GCS Benchmarks by xaviernogueira · Pull Request #70 · datafusion-contrib/arrow-zarr

xaviernogueira · 2026-01-21T07:16:48Z

Contribution Context:
Super cool project you have here! I was privately working on my own version of arrow-zarr but without datafusion (parquet focused) and with a lot less progress than you. Anyways I gave up on that and am looking to help build things here and be involved in this project, especially around raster<>vector UDFs over time.

That said this is my first PR in rust, I am a bit of a beginner, so some of the functionality I'd like to get into is above my pay-grade at the moment. To help my learning I decided to go for some low hanging fruit here.

Changes:

Decomposed s3_bench.rs to create a CloudStorageBenchBackend trait in shared.rs -> reduces duplication as additional benchmark backends are added.
Implemented a GCS version of the S3 benchmark using said interface.

Results (around 2x slower than s3?):

gcs_benchmarks/join_benchmark
  time:   [16.424 s 17.994 s 19.681 s]
  change: [+96.419% +119.81% +145.68%] (p = 0.00 < 0.05)
  Performance has regressed.

gcs_benchmarks/union_benchmark
  time:   [11.741 s 11.878 s 12.022 s]
  change: [+88.345% +101.73% +117.00%] (p = 0.00 < 0.05)
  Performance has regressed.

xaviernogueira · 2026-01-22T19:53:14Z

Requesting review from contributors: @maximedion2 @kylebarron @tshauck @alamb

maximedion2 · 2026-01-22T20:06:21Z

Hey there! Thanks for the contribution! A few notes:

I'm the only one really making contributions right now (although there's been some good discussions with @alxmrs who's also working on something similar), Andrew Lamb just created the repo initially since it's a datafusion contrib (tbh I might move this to somewhere else, like my own repo, I'm not sure it should be a datafusion contrib anymore, plus I want to change the name haha), and Kyle and Trent have previously made contributions, but I'll be the one reviewing the PR.
We're going to have to wait a little bit to merge this, I have a PR with python bindings that I will be merging soon, unfortunately it modifies the repo structure to create separate crates.
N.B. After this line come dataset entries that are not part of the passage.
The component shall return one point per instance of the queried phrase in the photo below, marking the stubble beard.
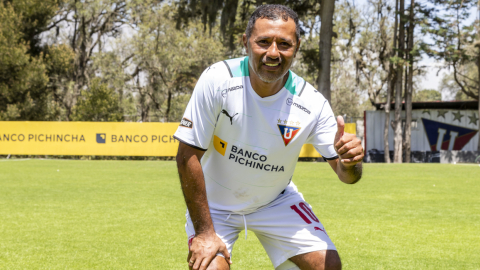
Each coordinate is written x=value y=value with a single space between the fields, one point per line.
x=267 y=78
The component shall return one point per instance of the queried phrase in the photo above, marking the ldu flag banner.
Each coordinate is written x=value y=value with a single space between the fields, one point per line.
x=97 y=138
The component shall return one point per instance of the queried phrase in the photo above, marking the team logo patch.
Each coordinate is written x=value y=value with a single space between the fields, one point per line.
x=186 y=123
x=443 y=136
x=220 y=145
x=288 y=133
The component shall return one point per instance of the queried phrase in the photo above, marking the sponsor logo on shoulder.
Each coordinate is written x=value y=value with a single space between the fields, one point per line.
x=288 y=133
x=228 y=115
x=290 y=103
x=101 y=137
x=186 y=123
x=225 y=91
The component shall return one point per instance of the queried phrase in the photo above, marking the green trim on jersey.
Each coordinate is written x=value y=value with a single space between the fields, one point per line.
x=295 y=83
x=238 y=67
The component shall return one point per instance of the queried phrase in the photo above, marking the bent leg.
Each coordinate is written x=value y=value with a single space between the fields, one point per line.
x=318 y=260
x=218 y=263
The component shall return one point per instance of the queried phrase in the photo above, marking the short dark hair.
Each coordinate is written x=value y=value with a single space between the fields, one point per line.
x=273 y=12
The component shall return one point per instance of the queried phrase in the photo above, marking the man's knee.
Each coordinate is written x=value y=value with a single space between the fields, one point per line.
x=219 y=263
x=332 y=260
x=318 y=260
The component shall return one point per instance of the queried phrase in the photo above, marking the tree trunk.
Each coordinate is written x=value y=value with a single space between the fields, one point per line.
x=478 y=70
x=409 y=91
x=325 y=48
x=398 y=138
x=391 y=85
x=169 y=103
x=386 y=145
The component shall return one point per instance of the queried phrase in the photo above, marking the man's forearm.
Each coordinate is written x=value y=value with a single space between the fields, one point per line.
x=193 y=187
x=351 y=174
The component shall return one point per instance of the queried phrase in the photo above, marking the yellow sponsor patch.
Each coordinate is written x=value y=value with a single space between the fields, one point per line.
x=220 y=145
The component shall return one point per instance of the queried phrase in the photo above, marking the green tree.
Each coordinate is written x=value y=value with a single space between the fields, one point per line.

Shouldn't be too bad, we can discuss how to update this PR after I merge mine.
Re: the numbers you are seeing, I remember the Arraylake guys saying that there was some specialized S3 implementation they did for Icechunk, and that it was faster than out-of-the-box S3 stuff, was you bench for an Icechunk repo?
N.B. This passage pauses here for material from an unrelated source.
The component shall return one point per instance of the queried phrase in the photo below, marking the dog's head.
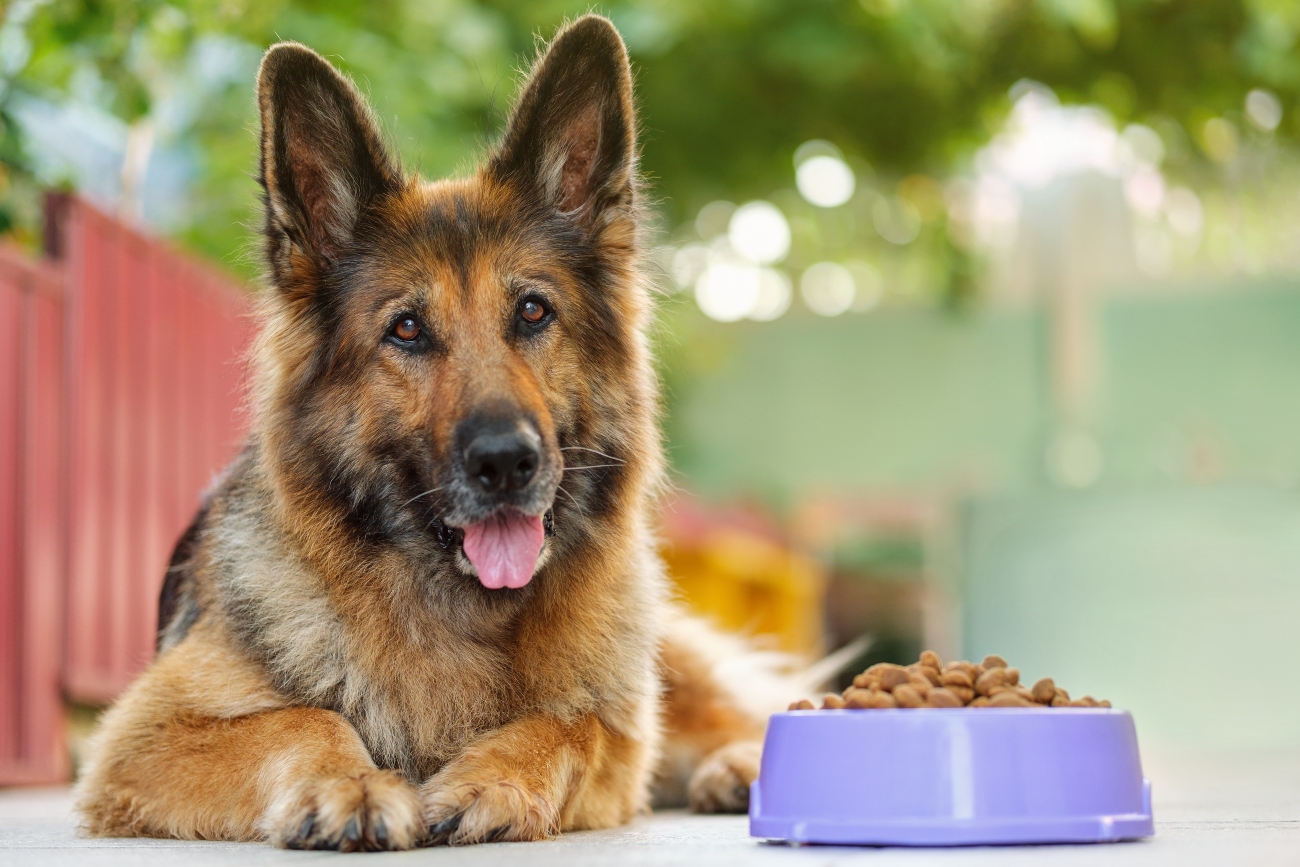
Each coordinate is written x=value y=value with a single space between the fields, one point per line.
x=455 y=372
In any case, thanks for helping out, I have a lot of things I want to do with this project but not nearly as much time as I would like, happy to get some help on this!

xaviernogueira · 2026-01-22T20:32:36Z

@maximedion2 Thanks for the quick response! I totally understand, ping me when your PR merges and I can go deal with conflicts here. This was half a rust learning exercise for me so merge or not I enjoyed the experience.

Regarding the numbers I actually don't really know what it is relative to (hence the "?") as I only ran the GCS bench (don't have a AWS bucket set up but can do that a bit later) and I only ran it once...kinda odd!

I'll be much more free to contribute in the spring as I'll be becoming a freelancer / leaving my full time due to relocation out of USA in April. Looking forward to properly diving in there, especially around raster<>vector stuff + additional dimensional.

If you want, also feel free to make Issues that you don't have time for, I could use those as oppurtunities to jump in, as I know if can be a touch disruptive to receive un-requested PRs.

alamb · 2026-01-22T20:53:45Z

Thanks for the request, but sadly I am not likely to have time to review PRs in this repo

…

On Thu, Jan 22, 2026 at 2:53 PM Xavier Nogueira ***@***.***> wrote: *xaviernogueira* left a comment (datafusion-contrib/arrow-zarr#70) <#70 (comment)> Requesting review from contributors: @maximedion2 <https://github.com/maximedion2> @kylebarron <https://github.com/kylebarron> @tshauck <https://github.com/tshauck> @alamb <https://github.com/alamb> — Reply to this email directly, view it on GitHub <#70 (comment)>, or unsubscribe <https://github.com/notifications/unsubscribe-auth/AADXZMIPCDW6W4HWIZGPGC34IETEDAVCNFSM6AAAAACSLXO5ASVHI2DSMVQWIX3LMV43OSLTON2WKQ3PNVWWK3TUHMZTOOBWGM4DKNJYGY> . You are receiving this because you were mentioned.Message ID: ***@***.***>

xaviernogueira · 2026-01-22T21:02:19Z

@alamb ha automated review request rejection that's awesome, didn't actually realize it was you from influxDB wouldn't have requested if I did I assume you are quite busy.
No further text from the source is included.